Scientists are one step closer to recreating the sun’s power on Earth, according to an announcement made by MIT this week. Unlike fission nuclear reactions, which power nuclear reactors today, fusion power generates electricity by combining two atomic nuclei and capturing the resulting energy in a reactor. Such a reactor would be virtually carbon-free, and as MIT’s vice president for research Maria Zuber put it, “in a lot of ways it’s the ultimate clean energy source.” Researchers measured a field strength of 20 teslas from their prototype high-temperature electromagnet, long seen as a crucial goal for the viability of fusion reactions as an energy source. With a working magnet in hand, the researchers will now move their experiment into a lab where they believe they can capture the power of the sun, unlike the many similarly-minded projects that have failed before.
AI for the Climate
If the robots don’t conquer us, they may just help us solve the climate crisis. That is the conclusion of a study published by the World Economic Forumthis week, which outlines recommendations for how artificial intelligence can contribute to making the renewable energy sector drastically more efficient, between now and 2050. It’s a comprehensive breakdown that recommends employing AI along the lines of nine principles, organized by three categories: designing, enabling and governing. The end result of these changes would be more than a trillion dollars of added value for every 1% of additional efficiency in the energy sector alone. But for all the savings, the report states clearly that these systems will be complex and that above all, the “future power system looks highly decentralized.”
Gravity for Sale
California-based Energy Vault became the world’s first gravity storage startup to go public this week, after it was acquired through a merger with the special purpose acquisition company (better known as a SPAC) Novus Capital Corporation. The company offers a long-sought after alternative to the lithium-ion batteries that have so far dominated the large-scale energy storage market. Gravity storage takes a variety of forms, but each approach uses excess renewable energy to lift heavy objects, either uphill or in the air, that produce electricity on their way down with the help of gravity. Energy Vault’s first installation in Switzerland is a six-armed tower that directs a delicate choreography of specialized bricks that can store 10-35MWh of electricity, with an output of roughly 5MWh when they’re brought back to earth. The company has yet to build its biggest model, but if successful it could give the world an option for energy storage that takes energy off the ground rather than from it.
Circle of Battery Life
Sometimes energy storage solutions aren’t all big business and breakthrough innovations, as one California startup has set out to prove in the Mojave Desert.

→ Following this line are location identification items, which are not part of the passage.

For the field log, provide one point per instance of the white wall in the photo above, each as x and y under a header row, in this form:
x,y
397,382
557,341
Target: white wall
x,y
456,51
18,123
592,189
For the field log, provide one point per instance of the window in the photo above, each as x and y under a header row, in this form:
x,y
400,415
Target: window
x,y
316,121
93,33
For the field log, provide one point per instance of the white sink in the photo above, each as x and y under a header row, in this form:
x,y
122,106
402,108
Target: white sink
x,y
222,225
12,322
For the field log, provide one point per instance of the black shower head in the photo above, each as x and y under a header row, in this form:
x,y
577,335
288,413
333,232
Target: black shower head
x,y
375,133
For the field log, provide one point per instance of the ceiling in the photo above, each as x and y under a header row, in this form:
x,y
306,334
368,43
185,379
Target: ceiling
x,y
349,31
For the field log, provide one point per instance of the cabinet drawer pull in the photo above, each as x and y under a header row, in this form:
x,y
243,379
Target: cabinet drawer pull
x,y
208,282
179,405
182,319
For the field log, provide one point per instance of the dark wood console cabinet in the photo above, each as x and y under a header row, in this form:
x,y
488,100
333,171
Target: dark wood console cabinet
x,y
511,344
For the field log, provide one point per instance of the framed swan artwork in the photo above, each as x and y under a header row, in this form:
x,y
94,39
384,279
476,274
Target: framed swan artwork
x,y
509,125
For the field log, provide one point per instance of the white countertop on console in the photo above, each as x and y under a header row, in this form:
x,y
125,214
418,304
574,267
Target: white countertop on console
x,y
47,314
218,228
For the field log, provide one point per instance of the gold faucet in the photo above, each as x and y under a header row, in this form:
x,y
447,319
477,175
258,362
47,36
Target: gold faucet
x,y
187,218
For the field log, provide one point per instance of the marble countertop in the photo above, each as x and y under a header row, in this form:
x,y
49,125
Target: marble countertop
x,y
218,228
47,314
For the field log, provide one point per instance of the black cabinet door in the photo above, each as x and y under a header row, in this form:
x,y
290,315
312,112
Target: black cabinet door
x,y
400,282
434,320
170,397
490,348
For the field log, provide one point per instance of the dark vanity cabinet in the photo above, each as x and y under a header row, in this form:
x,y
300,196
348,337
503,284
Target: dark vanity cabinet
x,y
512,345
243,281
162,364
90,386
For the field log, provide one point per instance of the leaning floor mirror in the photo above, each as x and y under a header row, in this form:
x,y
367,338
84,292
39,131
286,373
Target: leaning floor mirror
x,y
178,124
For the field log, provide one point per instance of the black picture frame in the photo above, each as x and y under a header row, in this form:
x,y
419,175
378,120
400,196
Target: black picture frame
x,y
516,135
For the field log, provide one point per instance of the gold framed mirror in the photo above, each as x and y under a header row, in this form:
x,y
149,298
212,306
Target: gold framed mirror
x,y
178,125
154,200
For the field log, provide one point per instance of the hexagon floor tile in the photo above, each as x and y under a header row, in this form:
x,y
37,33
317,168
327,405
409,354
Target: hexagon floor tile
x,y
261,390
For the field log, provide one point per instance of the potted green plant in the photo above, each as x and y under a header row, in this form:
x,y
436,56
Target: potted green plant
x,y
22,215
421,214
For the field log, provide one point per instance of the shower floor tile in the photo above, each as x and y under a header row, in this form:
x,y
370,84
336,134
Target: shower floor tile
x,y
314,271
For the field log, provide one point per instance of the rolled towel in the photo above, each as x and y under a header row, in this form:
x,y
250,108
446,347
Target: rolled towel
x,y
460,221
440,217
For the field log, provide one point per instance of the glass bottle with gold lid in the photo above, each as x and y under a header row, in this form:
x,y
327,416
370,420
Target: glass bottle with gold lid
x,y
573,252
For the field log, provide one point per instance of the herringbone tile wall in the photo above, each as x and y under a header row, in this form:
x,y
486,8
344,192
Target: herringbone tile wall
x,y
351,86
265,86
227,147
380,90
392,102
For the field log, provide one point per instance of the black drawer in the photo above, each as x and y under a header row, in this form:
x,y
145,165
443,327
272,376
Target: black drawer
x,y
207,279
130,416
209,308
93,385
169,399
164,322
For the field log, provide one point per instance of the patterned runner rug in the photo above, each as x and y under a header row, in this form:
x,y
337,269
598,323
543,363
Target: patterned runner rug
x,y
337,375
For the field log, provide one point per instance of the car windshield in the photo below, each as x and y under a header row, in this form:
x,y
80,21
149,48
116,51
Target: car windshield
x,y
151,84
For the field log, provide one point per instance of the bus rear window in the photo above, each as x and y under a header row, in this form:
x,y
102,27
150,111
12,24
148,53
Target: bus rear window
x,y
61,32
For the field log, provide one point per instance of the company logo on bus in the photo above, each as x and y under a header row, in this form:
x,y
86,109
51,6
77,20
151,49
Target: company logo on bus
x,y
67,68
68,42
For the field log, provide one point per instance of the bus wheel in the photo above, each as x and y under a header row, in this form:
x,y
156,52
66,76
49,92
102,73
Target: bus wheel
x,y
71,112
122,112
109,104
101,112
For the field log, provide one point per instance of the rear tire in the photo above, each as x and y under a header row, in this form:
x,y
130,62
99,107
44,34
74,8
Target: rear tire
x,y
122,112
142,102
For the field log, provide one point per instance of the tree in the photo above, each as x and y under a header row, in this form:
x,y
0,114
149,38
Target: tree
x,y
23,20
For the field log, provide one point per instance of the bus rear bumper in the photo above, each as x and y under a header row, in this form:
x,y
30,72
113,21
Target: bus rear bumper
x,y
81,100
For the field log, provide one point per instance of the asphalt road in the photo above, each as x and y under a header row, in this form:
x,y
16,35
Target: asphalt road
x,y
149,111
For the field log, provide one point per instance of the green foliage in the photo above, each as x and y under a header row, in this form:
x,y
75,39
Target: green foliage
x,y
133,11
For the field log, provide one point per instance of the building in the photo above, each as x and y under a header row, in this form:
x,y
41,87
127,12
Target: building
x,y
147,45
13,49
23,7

This week, Canary Media produced a video tour of B2U Energy Solutions’ pilot facility, where the company has connected stacks of used Nissan Leaf batteries to a modest one mega-watt solar plant. The company hopes to contribute a solution to the infamous duck curve by storing solar power when the sun is out, and releasing it at night when users go home and energy demand spikes. At the same time, the project offers an answer to the thorny issue of where electric vehicle batteries end up when they have to be replaced. Up to as much as 95% of all electric vehicle car batteries go unrecycled at the end of their life powering cars, throwing a wrench into the sustainability goals of fully electric vehicles - when their batteries end up in landfills. The company is currently bidding to enter California’s power market, and believes it will only become more profitable as the supply of used batteries increases.